# Piko DB Cargo Car



## krs (Feb 29, 2008)

In case anyone missed it - this car has been shipping in Germany for a week and a half or so. 
Should hit the US soon: 
http://img134.imageshack.us/my.php?image=piko37700carpe7.jpg 

Sorry - couldn't post the picture directly, img tag didn't work


----------



## Madman (Jan 5, 2008)

Very nice looking piece of rolling stock. Something different!!!!!!!!!!!!!


----------



## metzbahner (Sep 21, 2008)

wow! what a nice car! at first this car didn't interest me but Piko seems to really be doing something great here. any news on the DB brown gondola? is it shipping too?


----------



## Spule 4 (Jan 2, 2008)

Posted By metzbahner on 09/20/2008 10:33 PM
wow! what a nice car! at first this car didn't interest me but Piko seems to really be doing something great here. any news on the DB brown gondola? is it shipping too?
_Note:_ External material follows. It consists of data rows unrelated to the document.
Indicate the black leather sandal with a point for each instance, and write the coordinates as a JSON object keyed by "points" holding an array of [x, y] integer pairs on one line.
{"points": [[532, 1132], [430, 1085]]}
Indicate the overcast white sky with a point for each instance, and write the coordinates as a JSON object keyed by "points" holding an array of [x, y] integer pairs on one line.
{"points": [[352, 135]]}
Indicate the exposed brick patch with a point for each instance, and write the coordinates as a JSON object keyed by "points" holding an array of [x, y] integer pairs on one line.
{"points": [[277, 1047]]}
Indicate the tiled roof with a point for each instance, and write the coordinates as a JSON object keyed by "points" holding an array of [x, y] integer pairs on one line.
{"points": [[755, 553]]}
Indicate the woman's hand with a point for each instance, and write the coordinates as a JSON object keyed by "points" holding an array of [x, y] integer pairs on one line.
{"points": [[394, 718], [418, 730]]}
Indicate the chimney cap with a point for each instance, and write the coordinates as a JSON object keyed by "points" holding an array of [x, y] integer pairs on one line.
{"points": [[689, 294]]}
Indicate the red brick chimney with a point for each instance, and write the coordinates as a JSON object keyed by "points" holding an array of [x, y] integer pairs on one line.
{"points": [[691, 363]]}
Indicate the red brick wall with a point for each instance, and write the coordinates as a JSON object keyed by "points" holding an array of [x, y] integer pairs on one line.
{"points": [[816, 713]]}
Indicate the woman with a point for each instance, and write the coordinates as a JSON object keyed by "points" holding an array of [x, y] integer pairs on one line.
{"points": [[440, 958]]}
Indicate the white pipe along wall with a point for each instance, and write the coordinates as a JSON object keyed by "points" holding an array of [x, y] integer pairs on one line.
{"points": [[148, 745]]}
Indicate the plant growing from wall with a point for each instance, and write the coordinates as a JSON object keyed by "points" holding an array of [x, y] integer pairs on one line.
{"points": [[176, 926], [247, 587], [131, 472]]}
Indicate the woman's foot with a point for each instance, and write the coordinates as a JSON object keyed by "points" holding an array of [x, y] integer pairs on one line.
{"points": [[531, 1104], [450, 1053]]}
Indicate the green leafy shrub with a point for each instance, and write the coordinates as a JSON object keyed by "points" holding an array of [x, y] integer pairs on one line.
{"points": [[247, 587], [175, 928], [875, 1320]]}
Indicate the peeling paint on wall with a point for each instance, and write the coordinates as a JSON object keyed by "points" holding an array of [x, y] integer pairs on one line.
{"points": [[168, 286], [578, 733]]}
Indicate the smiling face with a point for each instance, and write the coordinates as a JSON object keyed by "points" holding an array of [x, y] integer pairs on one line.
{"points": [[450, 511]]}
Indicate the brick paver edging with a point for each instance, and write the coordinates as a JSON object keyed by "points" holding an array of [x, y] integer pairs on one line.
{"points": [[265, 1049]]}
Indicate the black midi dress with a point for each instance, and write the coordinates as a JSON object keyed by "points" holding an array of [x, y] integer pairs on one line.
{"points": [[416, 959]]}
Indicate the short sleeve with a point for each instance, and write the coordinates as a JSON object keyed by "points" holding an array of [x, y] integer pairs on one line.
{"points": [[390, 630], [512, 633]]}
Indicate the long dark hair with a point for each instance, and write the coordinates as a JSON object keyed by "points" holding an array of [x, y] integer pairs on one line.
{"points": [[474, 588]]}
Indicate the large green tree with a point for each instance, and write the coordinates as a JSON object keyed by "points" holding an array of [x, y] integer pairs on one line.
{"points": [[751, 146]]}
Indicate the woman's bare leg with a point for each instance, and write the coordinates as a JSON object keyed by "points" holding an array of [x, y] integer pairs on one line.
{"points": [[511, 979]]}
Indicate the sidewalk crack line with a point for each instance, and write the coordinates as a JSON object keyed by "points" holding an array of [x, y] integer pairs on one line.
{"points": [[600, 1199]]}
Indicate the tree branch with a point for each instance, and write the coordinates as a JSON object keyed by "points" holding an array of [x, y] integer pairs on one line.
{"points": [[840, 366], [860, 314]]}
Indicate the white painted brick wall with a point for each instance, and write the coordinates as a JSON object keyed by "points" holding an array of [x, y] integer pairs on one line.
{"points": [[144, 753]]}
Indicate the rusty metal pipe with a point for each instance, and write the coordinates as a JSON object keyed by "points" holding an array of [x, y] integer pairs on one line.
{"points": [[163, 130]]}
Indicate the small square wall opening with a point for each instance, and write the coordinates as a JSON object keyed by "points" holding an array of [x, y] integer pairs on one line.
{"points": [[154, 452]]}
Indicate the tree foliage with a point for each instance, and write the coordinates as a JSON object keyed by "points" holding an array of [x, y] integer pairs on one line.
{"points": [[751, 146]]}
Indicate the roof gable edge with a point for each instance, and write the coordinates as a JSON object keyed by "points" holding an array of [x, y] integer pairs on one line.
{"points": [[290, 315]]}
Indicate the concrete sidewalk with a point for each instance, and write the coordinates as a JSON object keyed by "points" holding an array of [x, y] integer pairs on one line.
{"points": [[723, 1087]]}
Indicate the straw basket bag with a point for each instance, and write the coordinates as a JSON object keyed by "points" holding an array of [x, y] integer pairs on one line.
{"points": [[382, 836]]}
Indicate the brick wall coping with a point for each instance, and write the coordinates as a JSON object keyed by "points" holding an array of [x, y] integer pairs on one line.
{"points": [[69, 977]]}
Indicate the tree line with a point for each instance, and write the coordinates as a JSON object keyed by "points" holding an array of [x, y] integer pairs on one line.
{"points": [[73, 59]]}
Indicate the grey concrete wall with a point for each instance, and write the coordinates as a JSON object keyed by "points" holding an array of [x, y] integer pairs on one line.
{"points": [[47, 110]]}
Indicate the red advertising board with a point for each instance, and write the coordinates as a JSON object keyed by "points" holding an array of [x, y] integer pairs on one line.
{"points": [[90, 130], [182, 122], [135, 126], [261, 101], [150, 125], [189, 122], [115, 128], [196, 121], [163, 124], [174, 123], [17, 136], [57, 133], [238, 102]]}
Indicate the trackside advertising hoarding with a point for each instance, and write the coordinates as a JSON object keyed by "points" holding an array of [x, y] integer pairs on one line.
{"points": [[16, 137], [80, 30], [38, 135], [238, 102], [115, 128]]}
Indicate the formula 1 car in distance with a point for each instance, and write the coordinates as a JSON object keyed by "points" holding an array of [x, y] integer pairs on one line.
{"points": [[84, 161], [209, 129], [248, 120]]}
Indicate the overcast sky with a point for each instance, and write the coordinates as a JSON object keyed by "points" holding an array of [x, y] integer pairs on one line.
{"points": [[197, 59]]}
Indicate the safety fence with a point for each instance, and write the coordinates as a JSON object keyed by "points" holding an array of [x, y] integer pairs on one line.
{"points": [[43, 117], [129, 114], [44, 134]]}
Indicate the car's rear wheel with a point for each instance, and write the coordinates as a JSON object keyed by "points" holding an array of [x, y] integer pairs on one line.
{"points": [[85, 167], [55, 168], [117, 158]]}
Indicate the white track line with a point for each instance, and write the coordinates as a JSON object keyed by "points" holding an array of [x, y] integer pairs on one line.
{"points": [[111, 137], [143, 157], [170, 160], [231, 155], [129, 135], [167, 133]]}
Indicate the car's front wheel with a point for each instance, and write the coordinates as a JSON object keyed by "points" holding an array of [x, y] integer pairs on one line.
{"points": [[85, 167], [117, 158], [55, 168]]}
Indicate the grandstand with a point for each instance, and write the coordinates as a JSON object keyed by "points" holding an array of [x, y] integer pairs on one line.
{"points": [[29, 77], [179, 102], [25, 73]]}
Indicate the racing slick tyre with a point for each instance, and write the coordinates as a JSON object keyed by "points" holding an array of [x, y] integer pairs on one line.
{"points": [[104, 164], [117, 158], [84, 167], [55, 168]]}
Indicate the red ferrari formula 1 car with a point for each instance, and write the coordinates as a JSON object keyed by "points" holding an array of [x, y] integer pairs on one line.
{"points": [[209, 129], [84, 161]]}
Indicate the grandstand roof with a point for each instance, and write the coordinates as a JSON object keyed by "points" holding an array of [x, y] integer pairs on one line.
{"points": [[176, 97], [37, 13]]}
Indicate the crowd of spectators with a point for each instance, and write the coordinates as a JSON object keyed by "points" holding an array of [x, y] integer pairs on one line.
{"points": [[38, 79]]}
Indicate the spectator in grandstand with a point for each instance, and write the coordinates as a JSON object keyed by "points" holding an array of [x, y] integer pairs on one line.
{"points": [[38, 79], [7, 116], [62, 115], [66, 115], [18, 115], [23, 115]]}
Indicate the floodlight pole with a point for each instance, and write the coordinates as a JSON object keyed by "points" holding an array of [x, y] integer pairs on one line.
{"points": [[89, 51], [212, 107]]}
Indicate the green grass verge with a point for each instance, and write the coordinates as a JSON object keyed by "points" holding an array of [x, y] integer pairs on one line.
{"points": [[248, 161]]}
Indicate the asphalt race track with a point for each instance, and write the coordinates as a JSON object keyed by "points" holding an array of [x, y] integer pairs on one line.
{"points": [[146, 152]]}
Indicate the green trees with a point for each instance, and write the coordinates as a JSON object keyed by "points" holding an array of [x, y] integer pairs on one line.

It does not show in poduction on Piko's website. Stateside, TEE list it on their website, EuroLokShop, but not in stock. Call the owner (I forget his name at this moment) and see what he says. He has always had a good handle on the delivery dates of the Roco and Liliput H0e items I have bought from him.


----------



## Bucksco (Jan 4, 2008)

Silvergate is the exclusive distributor for PIKO in the States. As soon as these cars are released they will be distributed to the dealer network over here. Just tell your local retailer to order them .


----------